Ferrari’s American head mum on new supercar, gung-ho on racing

Marco Mattiacci – President, Ferrari North America, sat down for a quick interview with deputy editor Joe DeMatio. Here’s what he had to share:

“Racing is one of our big strategies for 2013,” Ferrari’s chief executive for North and South America told us on the automaker’s stand at Cobo Hall. “This year is the 20th anniversary of our Challenge Series in America, and we will have six 458 Italia race cars at the 24 Hours of Daytona, with factory drivers.” For the first time, American Ferrari owners who participate in the Ferrari Challenge will have the opportunity to race at the famous Interlagos track in Brazil. Mattiacci clearly relishes the direct relationship with buyers that the Challenge Series affords Ferrari, and he emphasizes that “the experience of the brand is my focus for 2013. We have an incredible product lineup; my challenge is to deliver the right information about the products to customers, who have an incredible appetite for the brand.”

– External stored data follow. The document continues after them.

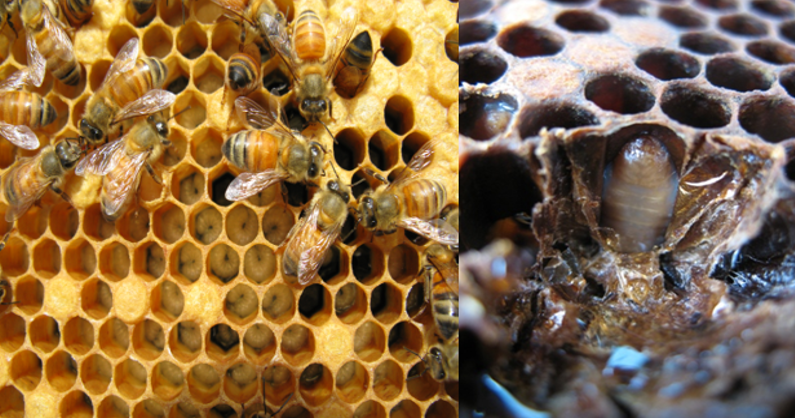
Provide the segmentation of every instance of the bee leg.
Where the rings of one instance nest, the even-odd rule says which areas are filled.
[[[8,238],[11,237],[11,233],[14,232],[16,229],[17,229],[17,223],[16,221],[14,221],[14,225],[11,227],[11,229],[8,230],[8,232],[6,232],[5,236],[3,236],[3,242],[0,242],[0,251],[3,251],[3,248],[6,247]]]
[[[17,33],[17,28],[14,27],[14,23],[11,22],[11,14],[6,16],[6,21],[8,22],[8,26],[11,27],[11,30],[14,31],[14,37],[19,38],[19,33]]]
[[[69,197],[69,195],[67,195],[66,193],[64,193],[64,191],[63,191],[63,190],[61,190],[61,188],[60,188],[60,187],[58,187],[58,186],[56,186],[56,185],[52,185],[52,186],[50,186],[50,189],[52,189],[52,191],[54,191],[54,192],[55,192],[55,193],[57,193],[59,196],[61,196],[61,199],[65,200],[65,201],[66,201],[66,203],[68,203],[68,204],[72,205],[72,207],[74,207],[74,206],[75,206],[75,204],[72,202],[72,199]]]
[[[148,171],[149,175],[152,176],[152,179],[154,179],[157,184],[163,185],[163,179],[161,179],[160,176],[155,173],[155,169],[152,168],[152,165],[149,163],[145,163],[144,165],[146,167],[146,171]]]
[[[290,198],[290,192],[287,190],[287,186],[284,185],[284,182],[279,183],[279,185],[282,186],[282,200],[284,200],[284,203],[287,203],[287,200]]]
[[[433,266],[425,265],[423,269],[425,270],[425,302],[431,303],[433,294],[433,274],[431,273],[431,269],[433,269]]]
[[[331,99],[326,99],[328,101],[328,118],[331,119],[332,122],[336,122],[337,120],[334,119],[334,111],[331,108],[332,102]]]

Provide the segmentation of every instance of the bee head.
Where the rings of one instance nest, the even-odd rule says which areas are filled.
[[[336,193],[345,203],[348,203],[351,200],[351,195],[348,194],[346,190],[343,190],[342,186],[337,180],[331,180],[328,182],[328,189],[334,193]]]
[[[63,168],[67,170],[77,164],[82,153],[83,151],[80,149],[80,145],[72,141],[61,141],[55,146],[55,154],[58,156],[58,160],[61,162]]]
[[[317,120],[320,115],[326,114],[327,108],[325,100],[304,99],[300,105],[301,114],[310,121]]]
[[[80,132],[82,132],[83,136],[88,138],[88,140],[91,142],[97,142],[105,136],[105,134],[99,130],[99,128],[92,125],[91,122],[85,119],[80,120]]]
[[[307,170],[307,175],[310,179],[320,175],[321,167],[323,167],[323,157],[325,155],[326,152],[320,144],[317,142],[309,144],[309,169]],[[339,185],[337,185],[337,187],[339,187]]]
[[[428,353],[428,363],[431,369],[431,376],[434,379],[444,380],[447,377],[447,373],[444,371],[444,356],[442,355],[442,350],[438,347],[431,348]]]
[[[367,229],[374,229],[378,226],[378,220],[375,217],[375,200],[372,197],[362,198],[362,202],[359,204],[359,218]]]

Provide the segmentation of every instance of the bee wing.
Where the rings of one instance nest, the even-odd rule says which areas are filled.
[[[22,162],[21,164],[24,164]],[[6,173],[7,179],[3,179],[3,183],[5,185],[6,181],[12,181],[16,172],[18,171],[21,164],[16,165],[11,171]],[[14,222],[20,216],[24,215],[25,212],[30,209],[34,202],[39,200],[39,198],[47,191],[47,186],[49,186],[49,182],[31,182],[28,183],[28,186],[31,187],[20,187],[14,189],[16,192],[16,204],[10,205],[8,207],[8,211],[6,212],[6,222]],[[5,188],[4,188],[5,189]]]
[[[125,137],[126,135],[91,151],[77,164],[75,174],[81,177],[85,173],[98,176],[108,174],[119,163],[119,156],[116,154],[124,152]]]
[[[444,277],[444,281],[451,291],[458,293],[458,267],[453,265],[445,266],[439,262],[435,262],[433,257],[428,257],[431,263],[436,267],[436,271]],[[451,268],[452,267],[452,268]]]
[[[119,53],[116,54],[116,59],[114,59],[113,63],[110,64],[110,68],[108,68],[108,72],[105,74],[105,78],[102,80],[100,88],[102,88],[105,83],[116,78],[117,75],[133,69],[135,66],[135,60],[138,58],[138,45],[138,38],[132,38],[127,41],[123,47],[121,47]]]
[[[31,78],[29,68],[14,71],[8,78],[0,82],[0,91],[21,90]]]
[[[281,110],[279,101],[271,94],[267,94],[266,97],[268,99],[267,109],[248,97],[240,96],[235,99],[237,117],[246,121],[254,129],[260,130],[268,129],[279,123],[279,111]]]
[[[406,165],[406,168],[404,168],[397,175],[395,180],[392,181],[392,183],[390,183],[389,187],[391,188],[396,184],[400,184],[402,182],[405,182],[407,180],[416,177],[423,169],[425,169],[431,164],[431,162],[433,161],[434,148],[436,148],[441,144],[442,140],[437,138],[437,139],[432,139],[426,142],[423,146],[421,146],[420,149],[417,150],[417,153],[414,154],[413,157],[411,157],[411,160],[409,160],[409,163]]]
[[[295,66],[296,56],[292,47],[290,47],[290,36],[287,35],[284,25],[268,13],[260,14],[257,19],[259,20],[260,28],[265,33],[265,36],[268,37],[268,42],[276,53],[282,57],[282,61],[287,64],[290,73],[295,77],[296,70],[293,67]]]
[[[356,8],[348,7],[342,12],[339,29],[337,29],[337,36],[332,38],[331,48],[329,48],[331,55],[329,55],[328,58],[331,60],[332,65],[326,65],[326,80],[331,78],[334,74],[337,63],[342,56],[342,52],[345,51],[345,47],[347,47],[348,43],[351,41],[353,31],[356,29],[356,23],[358,22],[359,14],[356,12]]]
[[[232,180],[226,189],[226,199],[237,202],[267,189],[274,184],[286,180],[289,174],[277,170],[265,170],[261,173],[241,173]]]
[[[440,244],[458,245],[458,231],[441,219],[424,221],[420,218],[406,218],[397,224]]]
[[[10,125],[0,122],[0,136],[22,149],[36,149],[39,147],[39,138],[25,125]]]
[[[246,2],[240,0],[210,0],[218,7],[224,9],[224,15],[231,20],[237,21],[238,19],[245,18]]]
[[[41,9],[44,24],[50,31],[50,39],[55,45],[55,53],[59,55],[71,54],[74,50],[72,46],[72,39],[66,34],[62,24],[58,19],[53,17],[49,7],[42,7]]]
[[[171,106],[175,100],[177,100],[177,95],[170,91],[162,89],[149,90],[138,100],[134,100],[124,106],[110,124],[114,125],[125,119],[159,112]]]
[[[141,176],[141,169],[149,157],[149,152],[140,152],[130,158],[122,158],[117,162],[115,173],[119,175],[105,177],[103,188],[113,190],[110,200],[104,201],[102,210],[105,215],[115,218],[120,210],[123,210],[132,193],[135,193],[138,180]],[[107,194],[105,195],[107,196]]]
[[[317,228],[317,218],[320,215],[320,206],[315,205],[310,212],[307,222],[311,222],[314,228]],[[342,231],[342,223],[338,222],[331,228],[326,229],[320,233],[315,245],[307,248],[301,253],[301,258],[298,261],[298,283],[305,285],[312,281],[312,279],[320,270],[320,265],[326,257],[326,252],[331,248],[331,244],[337,240]]]
[[[47,66],[47,61],[39,52],[39,46],[36,45],[33,34],[30,31],[26,31],[25,34],[28,46],[28,82],[39,87],[44,81],[44,69]]]

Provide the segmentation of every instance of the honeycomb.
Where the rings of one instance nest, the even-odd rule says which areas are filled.
[[[436,343],[420,277],[426,240],[402,230],[375,237],[350,216],[322,280],[300,286],[282,275],[281,245],[315,189],[224,198],[239,174],[221,145],[243,129],[224,88],[240,32],[209,0],[184,3],[183,22],[180,1],[139,15],[129,2],[95,0],[93,17],[74,32],[84,79],[69,87],[47,73],[35,89],[58,112],[39,132],[42,145],[77,137],[86,102],[137,37],[142,56],[168,67],[163,88],[177,94],[170,113],[190,109],[169,121],[173,146],[154,165],[162,185],[143,175],[137,202],[115,224],[102,217],[97,184],[73,173],[64,189],[75,207],[48,192],[17,222],[0,252],[13,289],[5,301],[18,301],[0,318],[0,415],[231,417],[263,401],[275,411],[290,397],[279,416],[457,416],[457,382],[434,381],[412,354]],[[457,31],[456,2],[275,3],[288,21],[315,10],[331,34],[356,7],[354,34],[368,30],[383,48],[354,98],[332,94],[335,137],[303,131],[330,151],[344,183],[365,168],[394,178],[432,138],[455,143],[458,64],[445,39]],[[0,55],[0,76],[23,68],[24,36],[6,27]],[[264,87],[250,97],[282,96],[291,127],[306,128],[285,95],[287,68],[265,58]],[[2,140],[0,168],[35,152]],[[456,207],[457,155],[437,153],[428,175],[446,184]],[[374,181],[357,184],[354,197]],[[7,210],[5,200],[0,206]],[[0,233],[10,229],[2,222]]]
[[[462,416],[791,415],[795,5],[460,17]]]

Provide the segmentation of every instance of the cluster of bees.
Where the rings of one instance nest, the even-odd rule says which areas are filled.
[[[0,0],[3,25],[11,24],[11,15],[19,13],[28,53],[28,67],[0,83],[0,136],[24,149],[38,148],[32,130],[56,119],[54,107],[26,88],[40,86],[45,71],[69,86],[84,77],[68,32],[70,26],[77,27],[91,17],[92,0],[53,1]],[[447,190],[441,182],[423,177],[423,169],[431,164],[436,150],[449,145],[438,139],[427,142],[393,181],[366,170],[382,184],[351,202],[351,185],[336,176],[328,151],[283,122],[286,117],[275,96],[266,94],[266,103],[260,105],[246,95],[260,87],[259,51],[267,50],[278,55],[288,68],[301,115],[310,124],[326,127],[325,121],[332,114],[331,92],[355,96],[378,53],[373,51],[367,31],[353,36],[357,11],[346,9],[338,33],[327,41],[324,22],[312,10],[304,10],[288,24],[270,0],[213,2],[242,27],[241,51],[229,59],[225,82],[226,88],[238,94],[235,115],[252,128],[229,136],[222,146],[229,163],[243,171],[229,185],[226,198],[244,200],[282,182],[321,184],[285,241],[284,275],[301,285],[317,276],[349,213],[376,235],[405,228],[436,241],[425,254],[423,274],[426,301],[431,302],[440,338],[425,356],[415,354],[435,379],[458,380],[457,209],[440,216],[447,204]],[[139,13],[145,13],[153,3],[132,0]],[[21,31],[13,29],[22,36]],[[246,40],[246,33],[254,36]],[[176,99],[173,93],[161,89],[167,73],[161,60],[139,58],[139,40],[129,40],[89,99],[79,123],[80,136],[19,159],[2,178],[9,205],[6,220],[14,223],[48,189],[70,201],[61,187],[72,169],[78,176],[102,176],[102,214],[109,222],[129,208],[143,168],[160,182],[151,164],[171,145],[168,119],[163,113]],[[129,126],[126,132],[125,126]],[[112,139],[116,132],[119,137]],[[336,179],[324,178],[331,177],[326,173],[327,165]]]

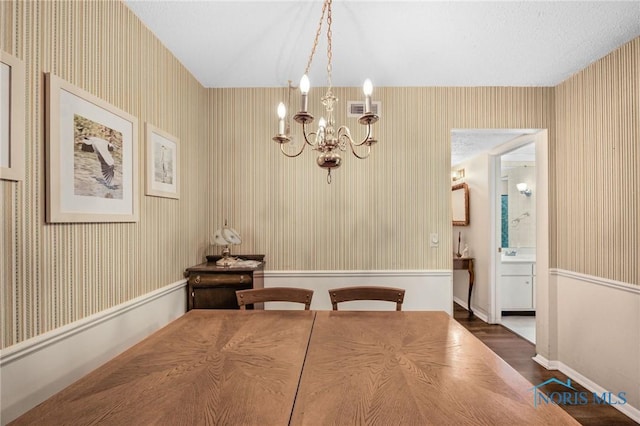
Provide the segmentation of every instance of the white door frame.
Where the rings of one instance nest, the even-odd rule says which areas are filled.
[[[502,144],[489,152],[489,214],[491,215],[490,238],[490,271],[489,271],[489,323],[500,324],[502,321],[502,309],[500,303],[500,256],[498,247],[500,244],[500,221],[498,211],[500,209],[499,177],[500,156],[513,151],[531,142],[535,143],[536,150],[536,342],[541,327],[548,325],[548,272],[549,272],[549,141],[546,129],[540,129],[536,133],[519,136],[505,144]],[[540,303],[542,302],[542,303]],[[540,310],[540,311],[539,311]],[[543,339],[544,340],[544,339]]]

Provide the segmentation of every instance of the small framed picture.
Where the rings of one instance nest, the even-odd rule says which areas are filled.
[[[47,222],[138,221],[138,119],[46,74]]]
[[[146,123],[146,193],[180,198],[180,146],[178,138]]]
[[[0,179],[24,179],[24,62],[0,51]]]

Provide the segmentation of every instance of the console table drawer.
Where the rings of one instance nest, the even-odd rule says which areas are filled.
[[[251,274],[196,274],[189,277],[189,284],[195,287],[249,285],[253,283]]]

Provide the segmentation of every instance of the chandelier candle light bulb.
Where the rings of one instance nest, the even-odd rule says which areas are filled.
[[[278,104],[278,134],[284,135],[284,118],[287,116],[287,108],[282,102]]]
[[[324,133],[324,129],[327,127],[327,120],[324,119],[324,117],[320,117],[320,120],[318,120],[318,129],[320,130],[321,133]]]
[[[371,80],[366,79],[364,81],[364,85],[362,86],[362,91],[364,92],[364,112],[371,112],[371,94],[373,93],[373,83]]]
[[[302,95],[302,102],[300,112],[307,112],[307,108],[309,108],[309,88],[311,87],[311,83],[309,83],[309,77],[307,75],[303,75],[300,79],[300,94]]]

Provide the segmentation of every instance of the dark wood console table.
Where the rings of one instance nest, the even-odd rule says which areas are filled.
[[[473,315],[471,309],[471,292],[473,291],[473,282],[476,277],[476,273],[473,270],[473,257],[454,257],[453,269],[461,269],[469,271],[469,296],[467,298],[467,308],[469,309],[469,316]]]
[[[257,260],[256,267],[218,266],[216,261],[222,256],[207,256],[207,261],[187,268],[187,310],[191,309],[239,309],[236,290],[262,288],[264,270],[263,254],[234,255],[243,260]]]

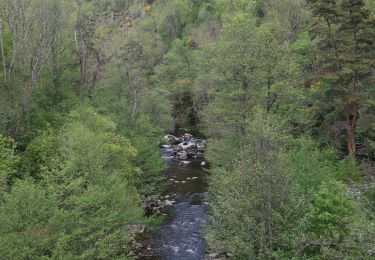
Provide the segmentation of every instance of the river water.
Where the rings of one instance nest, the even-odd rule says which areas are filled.
[[[144,241],[144,249],[137,259],[204,259],[207,182],[201,161],[193,160],[184,165],[172,157],[173,150],[162,149],[161,152],[168,165],[166,194],[175,203],[167,207],[165,221]]]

Indeed, it’s good to be a Ferrari “client.” Some 500 of them raised champagne flutes with Ferrari executives, drivers, and team principals at a party at last November’s Austin, Texas, F1 race, during which Ferrari auctioned off the first F12 Berlinetta for charity. Mattiacci, like most everyone who was at Circuit of the Americas that weekend before Thanksgiving, is hugely enthused about F1’s return to the United States. “It’s a great organization and a fantastic track. We currently have two driving schools in North America [for Ferrari clients], one at Mont-Tremblant in Quebec, and a new winter driving school in Aspen. We will likely open a third one in Austin to take advantage of the F1 track.” Like we say, it’s good to be a Ferrari owner.

It’s a good time to be president and CEO of one of Ferrari’s most important global markets, too. Mattiacci is in charge of Ferrari in Canada, the United States, and South America, and he rattles off the markets where Ferrari has found particular recent success, including the predictable Florida and the less predictable Calgary and Vancouver. Ferrari hasn’t yet announced its 2012 sales, but Mattiacci allows that it was “an extremely good year” in his market, even while sales in Europe tanked due to economic uncertainty.

And as for the as-yet-unnamed, carbon-fiber Enzo replacement, Mattiacci is completely tight-lipped. “We have not decided when or where to present the supercar,” is all he’ll say, then reminds us that Ferrari hasn’t even commenced deliveries of the F12 Berlinetta; that happens this March.